Wednesday, July 18, 2012

Bioethics FAQ, Q6: We don't need animals for research, but we do need them to eat.

Research and survival are different. We need the nutrients that the animal provides as well as the fur to protect our bodies from the elements. Granted some of that can be found in plants but not all.
There is no need to eat meat for food. A vegetarian diet can be just as healthy as a diet with meat in it. According to Harvard nutritionist Marion Nestle "People who eat vegetarian diets are usually healthier – sometimes a lot healthier – than people who eat meat." The Mayo Clinic says that "A well-planned vegetarian diet can meet the needs of people of all ages, including children, teenagers, and pregnant or breast-feeding women."

When people say that you that you must eat meat to get all the nutrients you need, they are generally thinking of either B12 or Omega 3 fatty acids. B12 is only found in animal products. Omega 3 fatty acids are found in lots of common vegetarian foods, including tofu, but is not in a form that the body digests as easily as the form found in animal products.

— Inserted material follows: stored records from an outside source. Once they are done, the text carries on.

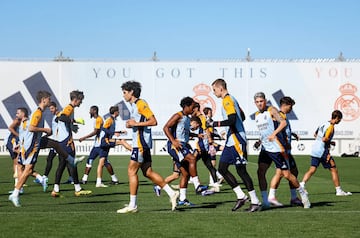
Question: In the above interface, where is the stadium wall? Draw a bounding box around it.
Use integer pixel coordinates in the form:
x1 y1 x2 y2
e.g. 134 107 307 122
0 60 360 154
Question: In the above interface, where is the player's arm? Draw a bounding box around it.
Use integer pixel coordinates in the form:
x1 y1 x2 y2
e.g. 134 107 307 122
268 107 287 141
163 113 181 148
79 128 101 142
8 118 21 137
212 113 236 127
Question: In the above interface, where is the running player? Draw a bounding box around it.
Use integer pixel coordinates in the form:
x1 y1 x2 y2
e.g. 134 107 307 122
117 81 179 213
254 92 311 208
208 79 260 212
300 110 352 196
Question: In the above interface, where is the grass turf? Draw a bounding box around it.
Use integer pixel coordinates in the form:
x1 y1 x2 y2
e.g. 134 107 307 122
0 156 360 237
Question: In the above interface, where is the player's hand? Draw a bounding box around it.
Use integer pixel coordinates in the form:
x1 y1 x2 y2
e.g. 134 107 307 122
74 117 85 125
254 140 261 149
205 119 214 128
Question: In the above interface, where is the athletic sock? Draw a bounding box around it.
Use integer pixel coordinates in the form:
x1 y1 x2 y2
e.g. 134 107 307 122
249 190 260 204
162 184 175 198
74 184 81 192
261 190 269 204
111 174 119 182
268 188 276 199
129 195 136 208
179 188 187 201
290 188 297 199
54 184 60 193
191 176 200 189
233 186 246 199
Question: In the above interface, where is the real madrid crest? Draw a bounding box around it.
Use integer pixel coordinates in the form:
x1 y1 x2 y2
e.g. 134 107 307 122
334 83 360 121
193 83 216 115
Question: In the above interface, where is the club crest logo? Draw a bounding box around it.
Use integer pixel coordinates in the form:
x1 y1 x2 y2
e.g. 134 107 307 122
334 83 360 121
193 83 216 115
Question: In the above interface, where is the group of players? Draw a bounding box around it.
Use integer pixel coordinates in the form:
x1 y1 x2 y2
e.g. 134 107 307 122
2 79 351 213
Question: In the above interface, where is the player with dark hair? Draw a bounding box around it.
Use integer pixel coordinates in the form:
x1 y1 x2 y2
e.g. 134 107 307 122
117 81 179 213
254 92 311 208
4 107 29 188
300 110 352 196
208 79 260 212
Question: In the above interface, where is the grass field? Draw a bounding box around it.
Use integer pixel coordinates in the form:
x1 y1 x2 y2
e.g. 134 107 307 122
0 153 360 237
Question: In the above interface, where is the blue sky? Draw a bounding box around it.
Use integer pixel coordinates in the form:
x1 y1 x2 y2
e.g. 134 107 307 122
0 0 360 60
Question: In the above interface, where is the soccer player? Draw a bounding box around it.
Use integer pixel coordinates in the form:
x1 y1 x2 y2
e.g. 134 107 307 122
39 102 73 188
300 110 352 196
203 107 224 185
163 97 208 206
9 91 51 207
190 102 221 189
117 81 179 213
79 105 124 187
254 92 311 208
257 97 303 208
51 90 92 197
208 79 260 212
4 107 28 188
96 106 132 188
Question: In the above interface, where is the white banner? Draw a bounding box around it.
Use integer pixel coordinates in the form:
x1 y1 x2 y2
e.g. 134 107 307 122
0 61 360 155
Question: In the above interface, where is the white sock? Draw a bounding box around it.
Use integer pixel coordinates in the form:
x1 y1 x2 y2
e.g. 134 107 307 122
191 176 200 189
12 188 20 197
268 188 276 199
209 175 215 184
36 174 44 183
290 188 297 199
179 188 186 201
111 174 119 182
129 195 136 208
54 184 60 193
233 186 246 199
162 184 175 198
249 190 260 204
261 190 269 204
74 184 81 192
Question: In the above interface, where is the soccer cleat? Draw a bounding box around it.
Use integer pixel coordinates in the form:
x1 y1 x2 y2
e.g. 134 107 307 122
154 185 161 197
75 189 92 197
95 183 109 188
268 198 284 207
245 204 261 212
9 194 21 207
231 196 248 212
74 155 85 166
41 177 49 193
170 191 180 211
51 190 60 198
178 198 195 207
201 188 215 196
261 203 271 211
111 180 119 185
9 187 24 195
336 190 352 196
290 197 303 207
116 206 137 214
300 192 311 209
195 184 208 194
170 184 180 189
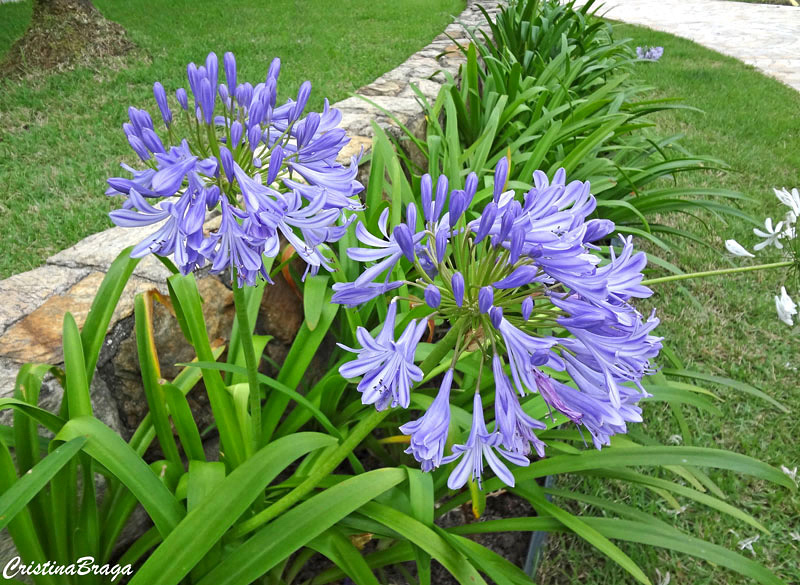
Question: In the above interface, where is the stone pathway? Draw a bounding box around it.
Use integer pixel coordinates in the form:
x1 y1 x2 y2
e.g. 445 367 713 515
0 0 505 406
578 0 800 91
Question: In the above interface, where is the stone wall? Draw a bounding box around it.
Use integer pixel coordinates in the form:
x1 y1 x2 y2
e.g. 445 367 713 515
0 0 499 436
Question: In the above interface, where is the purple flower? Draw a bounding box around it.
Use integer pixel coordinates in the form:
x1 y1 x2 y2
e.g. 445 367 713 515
478 286 494 313
338 302 427 410
442 392 529 490
636 47 664 61
520 296 533 321
153 81 172 126
425 284 442 309
175 87 189 110
347 204 425 285
107 53 362 284
450 272 464 307
400 369 453 471
203 199 268 286
222 51 236 90
492 354 547 457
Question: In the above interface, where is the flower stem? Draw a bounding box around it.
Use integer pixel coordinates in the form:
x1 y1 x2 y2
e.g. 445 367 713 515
233 273 261 454
642 260 794 286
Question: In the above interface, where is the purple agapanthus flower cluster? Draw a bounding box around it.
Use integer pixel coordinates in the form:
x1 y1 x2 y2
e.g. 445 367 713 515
636 47 664 61
334 158 661 489
106 53 363 285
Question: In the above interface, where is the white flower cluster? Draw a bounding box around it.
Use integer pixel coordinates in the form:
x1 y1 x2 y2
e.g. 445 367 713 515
725 189 800 326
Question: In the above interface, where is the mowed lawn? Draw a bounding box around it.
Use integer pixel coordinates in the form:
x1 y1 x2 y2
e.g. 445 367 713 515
537 25 800 585
0 0 465 278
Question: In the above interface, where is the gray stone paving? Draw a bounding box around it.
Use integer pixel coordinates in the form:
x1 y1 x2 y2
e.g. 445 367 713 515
0 0 505 397
578 0 800 91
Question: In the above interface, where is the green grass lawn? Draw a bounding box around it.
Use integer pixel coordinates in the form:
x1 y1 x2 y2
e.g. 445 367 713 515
537 25 800 585
0 0 465 278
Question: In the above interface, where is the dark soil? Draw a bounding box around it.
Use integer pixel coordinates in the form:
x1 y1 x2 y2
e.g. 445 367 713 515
0 0 135 77
297 490 535 585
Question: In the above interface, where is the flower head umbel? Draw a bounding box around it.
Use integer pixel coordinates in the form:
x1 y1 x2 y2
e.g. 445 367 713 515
106 53 363 285
334 159 661 489
339 302 427 410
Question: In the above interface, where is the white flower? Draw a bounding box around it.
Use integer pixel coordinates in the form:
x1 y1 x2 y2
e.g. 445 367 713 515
725 240 755 258
753 217 783 252
736 534 761 556
775 286 797 327
773 188 800 216
656 569 672 585
783 211 797 240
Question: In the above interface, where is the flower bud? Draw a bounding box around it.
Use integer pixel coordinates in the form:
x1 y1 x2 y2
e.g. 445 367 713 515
292 81 311 120
206 52 219 90
267 144 283 185
433 175 448 221
494 157 508 201
175 87 189 111
435 229 448 264
495 209 516 245
583 219 614 242
206 185 219 211
478 286 494 313
231 120 243 148
508 225 525 264
186 63 202 99
142 128 166 152
475 201 497 244
219 144 233 183
236 82 253 108
153 81 172 126
393 223 414 264
217 83 231 108
419 173 433 222
222 51 236 90
464 173 478 198
267 57 281 81
522 297 533 321
449 189 467 226
247 124 261 152
128 134 150 161
450 272 464 307
489 307 503 329
247 97 265 126
425 284 442 309
200 78 217 124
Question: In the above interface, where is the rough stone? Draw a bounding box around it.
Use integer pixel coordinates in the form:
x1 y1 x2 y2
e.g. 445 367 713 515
0 266 89 333
47 226 169 282
0 271 165 364
0 359 123 433
106 276 234 434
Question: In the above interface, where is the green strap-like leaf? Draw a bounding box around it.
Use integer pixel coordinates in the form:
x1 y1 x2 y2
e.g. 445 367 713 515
0 437 86 530
195 468 406 585
307 526 379 585
131 433 336 585
516 482 651 585
81 246 141 384
359 502 486 585
62 313 92 418
55 417 185 536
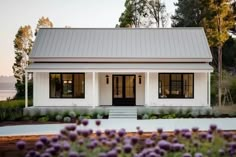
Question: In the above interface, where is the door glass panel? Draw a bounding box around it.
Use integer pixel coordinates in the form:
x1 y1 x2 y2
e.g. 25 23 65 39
125 76 135 98
113 76 123 98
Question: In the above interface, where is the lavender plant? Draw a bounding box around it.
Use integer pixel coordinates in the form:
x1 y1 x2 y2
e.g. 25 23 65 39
16 119 236 157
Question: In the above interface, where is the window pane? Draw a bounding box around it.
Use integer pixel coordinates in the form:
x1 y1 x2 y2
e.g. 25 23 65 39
159 73 193 98
171 74 182 97
183 74 193 98
62 74 73 98
159 74 170 98
50 74 61 98
113 76 123 98
74 74 85 98
125 76 135 98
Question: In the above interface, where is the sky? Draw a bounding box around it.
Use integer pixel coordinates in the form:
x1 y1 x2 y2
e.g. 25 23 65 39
0 0 177 76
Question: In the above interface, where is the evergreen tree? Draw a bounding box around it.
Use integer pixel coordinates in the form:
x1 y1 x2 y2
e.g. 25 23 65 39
201 0 234 106
12 25 33 98
146 0 169 28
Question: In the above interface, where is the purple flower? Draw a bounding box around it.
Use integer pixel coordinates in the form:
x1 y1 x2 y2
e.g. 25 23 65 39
171 143 184 151
218 149 225 156
95 120 101 126
16 140 26 150
174 129 180 135
96 130 102 137
199 132 207 140
157 128 163 134
148 152 160 157
98 153 107 157
104 129 111 136
210 124 217 131
172 137 178 143
69 151 79 157
158 140 170 150
184 132 192 139
131 136 139 145
193 141 199 147
145 138 154 147
40 152 52 157
194 153 203 157
82 119 88 126
207 134 213 142
65 125 76 131
35 141 44 150
69 132 77 142
123 144 132 154
107 150 117 157
183 153 192 157
161 133 168 140
39 136 49 145
53 143 61 152
192 127 199 132
138 130 143 136
81 130 89 137
118 129 126 137
46 147 57 156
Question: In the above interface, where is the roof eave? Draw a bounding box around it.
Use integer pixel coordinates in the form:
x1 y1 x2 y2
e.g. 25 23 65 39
30 57 212 63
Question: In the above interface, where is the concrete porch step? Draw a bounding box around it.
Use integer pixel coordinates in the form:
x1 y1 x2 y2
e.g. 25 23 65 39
109 107 137 119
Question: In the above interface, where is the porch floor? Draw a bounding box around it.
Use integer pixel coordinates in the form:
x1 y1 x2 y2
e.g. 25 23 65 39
0 118 236 136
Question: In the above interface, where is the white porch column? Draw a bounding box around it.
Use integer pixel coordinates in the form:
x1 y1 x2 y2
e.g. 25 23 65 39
93 72 97 108
25 71 28 108
208 72 211 107
145 72 150 106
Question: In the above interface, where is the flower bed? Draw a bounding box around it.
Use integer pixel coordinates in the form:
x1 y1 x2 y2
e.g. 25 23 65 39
16 119 236 157
137 109 236 120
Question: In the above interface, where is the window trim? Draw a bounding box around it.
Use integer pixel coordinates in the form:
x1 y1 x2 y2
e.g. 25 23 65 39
49 73 85 99
158 73 195 99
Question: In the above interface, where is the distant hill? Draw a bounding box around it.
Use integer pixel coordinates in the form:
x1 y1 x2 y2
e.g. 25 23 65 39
0 76 16 90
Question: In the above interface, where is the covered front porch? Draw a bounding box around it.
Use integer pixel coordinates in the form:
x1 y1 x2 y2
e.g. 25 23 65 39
25 63 212 108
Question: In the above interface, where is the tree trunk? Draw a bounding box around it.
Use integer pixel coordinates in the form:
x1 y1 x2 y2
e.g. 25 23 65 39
218 46 222 106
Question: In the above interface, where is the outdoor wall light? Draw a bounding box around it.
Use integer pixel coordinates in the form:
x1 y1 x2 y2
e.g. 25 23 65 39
138 75 142 84
106 75 109 84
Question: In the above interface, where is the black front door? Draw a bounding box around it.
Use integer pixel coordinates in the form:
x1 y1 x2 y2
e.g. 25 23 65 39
112 75 135 106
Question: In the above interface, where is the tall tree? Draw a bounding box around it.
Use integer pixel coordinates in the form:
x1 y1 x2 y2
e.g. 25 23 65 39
171 0 204 27
12 25 33 98
34 16 53 36
119 0 145 27
119 0 169 27
12 25 33 83
201 0 234 106
146 0 169 28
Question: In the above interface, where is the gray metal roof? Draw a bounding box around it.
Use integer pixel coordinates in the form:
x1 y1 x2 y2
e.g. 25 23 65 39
30 28 212 62
26 63 213 72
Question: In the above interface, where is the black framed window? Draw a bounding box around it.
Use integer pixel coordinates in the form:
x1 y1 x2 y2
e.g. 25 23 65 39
159 73 194 98
50 73 85 98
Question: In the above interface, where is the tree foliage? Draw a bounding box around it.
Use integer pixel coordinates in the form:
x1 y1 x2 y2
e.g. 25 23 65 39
119 0 169 27
34 16 53 36
12 25 33 83
12 17 53 98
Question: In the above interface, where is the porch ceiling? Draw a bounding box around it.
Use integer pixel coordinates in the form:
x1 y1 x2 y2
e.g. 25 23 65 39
26 63 213 72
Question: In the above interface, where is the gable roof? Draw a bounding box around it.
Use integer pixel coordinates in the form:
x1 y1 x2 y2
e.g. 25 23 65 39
30 28 212 62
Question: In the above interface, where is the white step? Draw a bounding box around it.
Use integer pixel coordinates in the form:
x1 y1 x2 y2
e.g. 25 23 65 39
109 107 137 119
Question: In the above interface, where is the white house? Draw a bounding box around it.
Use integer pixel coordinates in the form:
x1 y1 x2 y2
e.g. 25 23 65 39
26 28 213 107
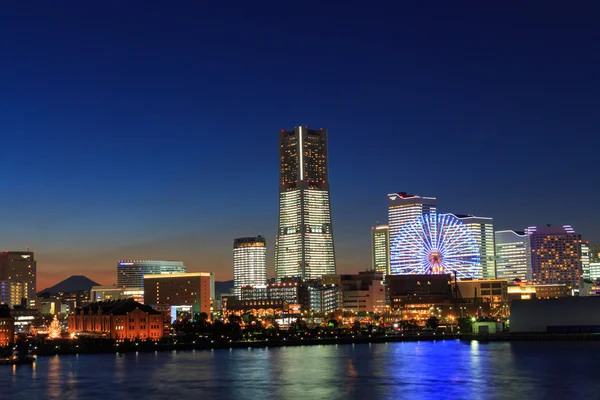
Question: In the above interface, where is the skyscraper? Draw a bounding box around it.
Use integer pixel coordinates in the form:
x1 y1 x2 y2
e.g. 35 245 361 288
388 192 436 269
371 225 390 275
455 214 496 279
495 231 531 281
117 260 185 288
525 225 581 288
581 242 591 279
275 126 336 281
0 251 37 301
233 236 267 298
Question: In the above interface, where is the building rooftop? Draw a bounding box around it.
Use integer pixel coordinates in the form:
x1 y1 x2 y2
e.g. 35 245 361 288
75 299 160 315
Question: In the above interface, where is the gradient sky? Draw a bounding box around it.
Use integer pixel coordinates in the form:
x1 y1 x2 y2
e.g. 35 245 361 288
0 1 600 289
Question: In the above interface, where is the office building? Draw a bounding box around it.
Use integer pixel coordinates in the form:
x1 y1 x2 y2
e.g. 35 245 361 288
275 126 336 282
388 192 436 271
0 305 15 347
144 272 214 315
455 214 496 279
495 231 532 282
233 236 267 296
68 299 164 341
0 251 37 301
117 260 185 288
371 225 390 275
581 241 591 279
0 281 27 307
90 286 144 304
525 225 581 288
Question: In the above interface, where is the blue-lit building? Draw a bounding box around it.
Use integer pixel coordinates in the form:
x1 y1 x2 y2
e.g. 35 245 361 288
117 260 186 288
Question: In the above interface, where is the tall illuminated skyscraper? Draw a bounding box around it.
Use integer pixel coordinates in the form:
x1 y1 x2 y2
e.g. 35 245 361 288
455 214 496 279
495 231 531 281
275 126 336 281
388 192 436 270
0 251 37 304
371 225 390 275
233 236 267 298
525 225 581 288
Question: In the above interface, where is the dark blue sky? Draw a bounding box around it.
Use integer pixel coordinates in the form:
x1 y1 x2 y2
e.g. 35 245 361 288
0 1 600 288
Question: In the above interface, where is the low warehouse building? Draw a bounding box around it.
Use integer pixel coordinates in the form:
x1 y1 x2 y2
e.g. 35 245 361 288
510 297 600 333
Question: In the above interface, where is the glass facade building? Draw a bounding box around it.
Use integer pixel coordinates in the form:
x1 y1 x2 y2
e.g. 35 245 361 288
456 215 496 279
275 126 336 282
233 236 267 298
525 225 582 288
371 225 390 275
388 192 436 270
117 260 185 288
495 231 532 281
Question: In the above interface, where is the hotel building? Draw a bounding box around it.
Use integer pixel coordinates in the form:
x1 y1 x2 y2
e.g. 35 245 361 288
0 251 37 303
275 126 336 282
144 272 213 315
371 225 390 275
233 236 267 298
117 260 185 288
525 225 581 288
388 192 436 270
495 231 532 282
455 214 496 279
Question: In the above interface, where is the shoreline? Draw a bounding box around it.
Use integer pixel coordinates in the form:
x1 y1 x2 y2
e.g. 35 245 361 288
19 333 600 357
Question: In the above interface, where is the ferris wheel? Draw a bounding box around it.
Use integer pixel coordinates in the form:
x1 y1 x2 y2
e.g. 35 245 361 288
390 213 481 279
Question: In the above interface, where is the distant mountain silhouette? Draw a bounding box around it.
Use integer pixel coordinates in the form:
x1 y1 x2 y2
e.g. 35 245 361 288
39 275 99 294
215 280 233 296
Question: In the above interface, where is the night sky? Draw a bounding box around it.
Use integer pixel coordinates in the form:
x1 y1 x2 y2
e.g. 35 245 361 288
0 1 600 289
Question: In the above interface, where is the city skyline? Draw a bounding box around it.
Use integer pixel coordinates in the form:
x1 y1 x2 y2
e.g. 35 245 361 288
0 4 600 290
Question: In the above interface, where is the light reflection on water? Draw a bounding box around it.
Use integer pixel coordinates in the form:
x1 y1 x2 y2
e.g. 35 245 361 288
0 341 600 400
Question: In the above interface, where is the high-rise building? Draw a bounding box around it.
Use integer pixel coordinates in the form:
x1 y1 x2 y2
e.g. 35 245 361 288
233 236 267 298
495 231 532 281
525 225 581 288
371 225 390 275
275 126 336 281
144 272 214 315
117 260 185 288
455 214 496 279
388 192 436 270
0 251 37 304
581 241 590 279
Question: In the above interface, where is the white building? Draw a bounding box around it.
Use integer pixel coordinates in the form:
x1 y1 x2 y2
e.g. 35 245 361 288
388 192 436 269
371 225 390 275
275 126 336 281
495 230 531 282
455 214 496 279
117 260 185 288
233 236 267 298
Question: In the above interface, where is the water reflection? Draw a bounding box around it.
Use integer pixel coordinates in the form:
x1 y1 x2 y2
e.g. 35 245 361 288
0 341 600 400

The first thing to note is that these nutrients are only an issue for people who are fully vegan, and not just vegetarian. (Typically a vegetarian is defined as someone who eats no meat of any kind, and a vegan is someone who not only eats no meat, but also avoids animal products like eggs and cheese.) If you are a vegetarian for ethical reasons, the easiest way to be sure you get your B12s and easily digested Omega 3s is to find a source for eggs from chickens living in morally acceptable conditions.

Even for full fledged vegans, these nutrients don't have to be an issue. You can get B12 from vitamin supplements, which are fermented from bacteria, not taken from animals. And given how common foods with Omega 3s, including soy products and canola oil, are in vegetarian diets, I don't see that getting enough Omega 3s will be a problem for someone eating a healthy diet low in junk food.